The following seven books are my current recommendations for shifting your thinking into systems mode.
They are probably not what you expect. They are not the usual volumes on Systems Engineering, Systems Analysis or Systems Thinking, which can be easily found on the web. These are books that have changed my way of thinking.
I will eventually comment on the merits of each book, when I can find the time.

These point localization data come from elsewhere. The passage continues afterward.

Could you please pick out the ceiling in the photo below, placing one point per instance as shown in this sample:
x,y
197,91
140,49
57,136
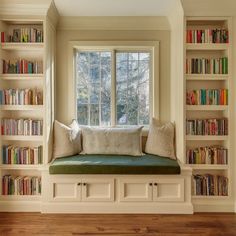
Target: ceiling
x,y
114,7
209,7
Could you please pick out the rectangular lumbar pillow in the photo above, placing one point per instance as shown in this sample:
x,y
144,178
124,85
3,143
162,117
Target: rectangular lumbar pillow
x,y
67,139
160,139
116,141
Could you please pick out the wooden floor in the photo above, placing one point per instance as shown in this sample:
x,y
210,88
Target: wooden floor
x,y
16,224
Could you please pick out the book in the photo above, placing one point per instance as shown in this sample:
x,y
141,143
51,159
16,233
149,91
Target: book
x,y
207,36
207,97
210,185
207,155
21,185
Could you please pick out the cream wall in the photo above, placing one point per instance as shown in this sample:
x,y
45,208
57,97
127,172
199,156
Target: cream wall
x,y
63,38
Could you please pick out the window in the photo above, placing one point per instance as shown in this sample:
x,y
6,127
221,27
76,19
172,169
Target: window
x,y
114,85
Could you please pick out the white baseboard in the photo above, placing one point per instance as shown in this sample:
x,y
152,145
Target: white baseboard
x,y
20,206
177,208
214,207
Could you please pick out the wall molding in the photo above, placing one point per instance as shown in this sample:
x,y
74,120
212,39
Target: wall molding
x,y
24,9
113,23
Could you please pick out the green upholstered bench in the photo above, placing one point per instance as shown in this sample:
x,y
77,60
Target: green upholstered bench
x,y
114,164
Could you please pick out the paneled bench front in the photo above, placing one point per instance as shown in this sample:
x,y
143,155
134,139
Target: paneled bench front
x,y
116,184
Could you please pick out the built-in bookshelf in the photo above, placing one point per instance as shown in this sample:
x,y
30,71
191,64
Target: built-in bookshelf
x,y
22,106
208,108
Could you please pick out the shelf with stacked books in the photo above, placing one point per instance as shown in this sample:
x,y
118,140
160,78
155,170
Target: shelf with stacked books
x,y
206,77
22,107
208,106
22,46
22,76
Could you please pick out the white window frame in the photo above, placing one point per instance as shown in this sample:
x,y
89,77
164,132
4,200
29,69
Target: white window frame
x,y
113,46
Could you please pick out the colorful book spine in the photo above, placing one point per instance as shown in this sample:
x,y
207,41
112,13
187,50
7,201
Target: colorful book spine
x,y
210,185
207,36
22,66
207,97
24,35
21,155
207,127
207,155
21,127
207,65
21,97
21,185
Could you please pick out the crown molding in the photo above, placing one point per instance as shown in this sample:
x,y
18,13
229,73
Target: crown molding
x,y
113,23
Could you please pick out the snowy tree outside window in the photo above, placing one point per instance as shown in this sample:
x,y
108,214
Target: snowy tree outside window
x,y
94,75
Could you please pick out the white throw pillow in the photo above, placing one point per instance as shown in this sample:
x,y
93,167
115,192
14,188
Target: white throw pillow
x,y
160,139
115,141
67,140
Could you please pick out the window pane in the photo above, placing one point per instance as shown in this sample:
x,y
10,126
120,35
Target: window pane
x,y
94,114
82,114
132,88
93,79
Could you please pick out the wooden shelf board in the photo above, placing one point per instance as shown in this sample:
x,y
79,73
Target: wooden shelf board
x,y
206,107
21,107
209,197
21,76
207,46
208,77
22,46
22,138
207,137
20,197
208,167
20,167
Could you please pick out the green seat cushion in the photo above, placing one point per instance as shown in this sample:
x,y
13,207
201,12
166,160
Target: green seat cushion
x,y
114,164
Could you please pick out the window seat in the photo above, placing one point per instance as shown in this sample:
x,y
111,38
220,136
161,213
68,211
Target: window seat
x,y
115,164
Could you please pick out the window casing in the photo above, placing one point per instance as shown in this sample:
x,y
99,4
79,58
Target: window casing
x,y
129,53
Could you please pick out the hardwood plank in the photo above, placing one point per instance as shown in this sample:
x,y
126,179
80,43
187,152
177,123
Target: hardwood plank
x,y
12,224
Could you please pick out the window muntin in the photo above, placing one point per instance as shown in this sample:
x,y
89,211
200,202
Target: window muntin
x,y
94,88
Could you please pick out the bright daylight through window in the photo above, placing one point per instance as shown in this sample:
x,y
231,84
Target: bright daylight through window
x,y
96,82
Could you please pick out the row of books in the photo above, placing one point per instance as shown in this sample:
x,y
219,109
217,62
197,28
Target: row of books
x,y
207,65
23,35
22,66
207,126
21,127
22,155
21,185
210,185
207,36
207,97
21,97
207,155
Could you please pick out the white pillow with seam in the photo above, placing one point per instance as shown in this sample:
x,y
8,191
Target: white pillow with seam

- John Maeda, "The Laws of Simplicity - Design, Technology, Business, Life", MIT Press, 2006
- Christopher Alexander (and others), "A Pattern Language - Towns, Buildings, Construction", Oxford University Press 1977
- John Gall, "Systemantics - How Systems Work and especially How They Fail, Wildwood House, London, 1975
- Jake Chapman, "System Failure - why governments must learn to think differently", Demos, 2002
- Henri Petroski, "To Engineer is Human - the role of failure in successful design", Vintage Books, 1992
- Herbert Simon, "The Sciences of the Artificial", MIT Press, 1984
- Robert Axelrod and Michael Cohen, "Harnessing Complexity - Organisational implications of a scientific frontier", The Free Press, 1999
I have restricted myself to these seven (of about 100 books on systems that I have collected), as a realistic reading list for someone with a modest amount of time to spare.